Devletin doğal gaz ve elektrik fiyatlarında makul fiyat ayarlamaları yaptığına işaret eden Nebati, şunları kaydetti:
"Akaryakıtta eşel mobil sistemini uygulamaktadır. Buna göre, hanehalkının kullandığı elektrik fiyatı vergi ve fonlar dahil yıllık yüzde 29,1 artarak kilovat- saat başına 91,7 kuruşa yükselmiştir. Nitekim mevcut durumda ülkemizdeki elektrik fiyatları Almanya-Fransa ve İtalya gibi ülkelere göre megavat- saat başına 30-40 avro daha düşüktür. 2022 yılı bütçe teklifinde de yoksul ailelere elektrik tüketim desteği kapsamında 2,4 milyar lira ödenek ayrılmıştır.
Hane halkının kullandığı doğalgaz fiyatı da vergi ve dağıtım bedelleri dahil yıllık yüzde 19,8 artarak standart metreküp başına 2,24 TL'ye yükselmiştir. Bu artış oranı ile Yunanistan, İtalya ve Fransa gibi bir çok AB ülkesinin gerisindeyiz. Akaryakıtta 2021 yılı 15 Eylül'e kadar Bakanlığımız 37,4 milyar TL gelirden feragat ederek akaryakıt fiyatlarının fahiş oranlarda artmasını engellemiştir. Bu feragatin yıl sonunda 58,5 milyar TL'ye ulaşması tahmin edilmektedir."
İngiltere'de benzin tedarik sıkıntısı ve Avrupa doğalgaz tedarik endişeleri gündemi meşgul ederken Türkiye'nin Azerbaycan ile 11 milyar metreküplük tedarik anlaşması imzaladığını hatırlatan Nebati, Türkiye'nin enerji tedariki konusunda avantajlı olduğunu, 2023 yılında Karadeniz gazının hanelere ulaşacağını bildirdi.
"(Mali Eylem Görev Gücü'nün 'gri liste' kararı) Hakkaniyetten uzak bir karardır"
Nebati, salgın ile birlikte küresel borç toplamının 282 trilyon dolara ulaşarak tarihin en yüksek seviyesini gördüğünü belirterek, "Uluslararası Finans Enstitüsü'nün (IIF) Küresel Borç İzleme Raporu'na göre, Türkiye ekonominin her bir bileşeninde düşük borçluluk düzeyine sahiptir. Geçen yılın 15 Mayıs'ında 84,4 milyar dolar olan TCMB brüt rezervlerimiz 125,7 milyar dolara ulaşmıştır." dedi.
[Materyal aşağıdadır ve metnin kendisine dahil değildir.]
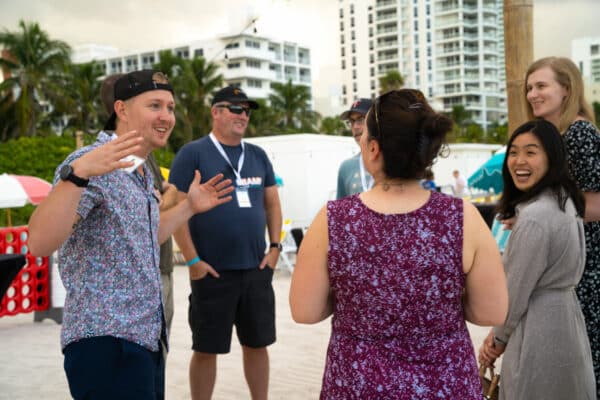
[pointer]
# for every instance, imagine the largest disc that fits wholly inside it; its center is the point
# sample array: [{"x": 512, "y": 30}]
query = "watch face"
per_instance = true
[{"x": 65, "y": 171}]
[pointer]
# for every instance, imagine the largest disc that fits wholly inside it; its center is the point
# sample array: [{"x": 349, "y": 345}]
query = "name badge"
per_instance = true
[{"x": 241, "y": 193}]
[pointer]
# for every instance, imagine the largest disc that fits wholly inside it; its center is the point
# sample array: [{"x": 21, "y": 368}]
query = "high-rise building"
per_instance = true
[
  {"x": 585, "y": 53},
  {"x": 452, "y": 50},
  {"x": 247, "y": 60}
]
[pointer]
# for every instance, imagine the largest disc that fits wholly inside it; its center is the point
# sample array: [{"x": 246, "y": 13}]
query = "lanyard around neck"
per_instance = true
[
  {"x": 367, "y": 182},
  {"x": 238, "y": 171}
]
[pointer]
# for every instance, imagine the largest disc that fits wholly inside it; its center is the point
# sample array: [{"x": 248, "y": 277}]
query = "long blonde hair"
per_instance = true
[{"x": 569, "y": 77}]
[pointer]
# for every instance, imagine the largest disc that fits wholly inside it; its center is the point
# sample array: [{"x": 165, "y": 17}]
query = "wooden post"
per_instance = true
[
  {"x": 518, "y": 52},
  {"x": 78, "y": 139}
]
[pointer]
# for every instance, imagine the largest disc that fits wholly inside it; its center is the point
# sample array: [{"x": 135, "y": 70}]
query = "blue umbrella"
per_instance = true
[{"x": 489, "y": 175}]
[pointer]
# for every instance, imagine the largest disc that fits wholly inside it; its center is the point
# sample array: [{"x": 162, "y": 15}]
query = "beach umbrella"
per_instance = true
[
  {"x": 489, "y": 175},
  {"x": 165, "y": 173},
  {"x": 18, "y": 190}
]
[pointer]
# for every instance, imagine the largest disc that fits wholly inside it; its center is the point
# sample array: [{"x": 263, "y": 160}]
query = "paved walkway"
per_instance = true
[{"x": 31, "y": 366}]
Mali Eylem Görev Gücü'nün (FATF) Türkiye'yi "gri liste"ye almasına da değinen Nebati, FATF'ın kararının hakkaniyetten uzak bir karar olduğunu, bu hatalı kararın düzeltilmesi için gereken adımların ivedilikle atılacağını vurguladı.
Nebati, Cumhurbaşkanı Erdoğan'ın Afrika ziyaretine de değinerek, "Bu ziyaretler, Türkiye'nin sadece ekonomik iş birliğini önceleyen bir perspektifle değil, daha kapsayıcı dış politika vizyonu kapsamında değerlendirilmelidir. Bu bağlamda, Türkiye'nin Afrika politikası, çoğu Batı ülkesinin aksine, sadece ekonomik fırsatları kollayan bir düsturla değil, kıtanın insani, sosyal ve ekonomik kalkınmasına katkıda bulunmayı amaçlayan stratejik bir yaklaşımla biçimlenmektedir." diye konuştu.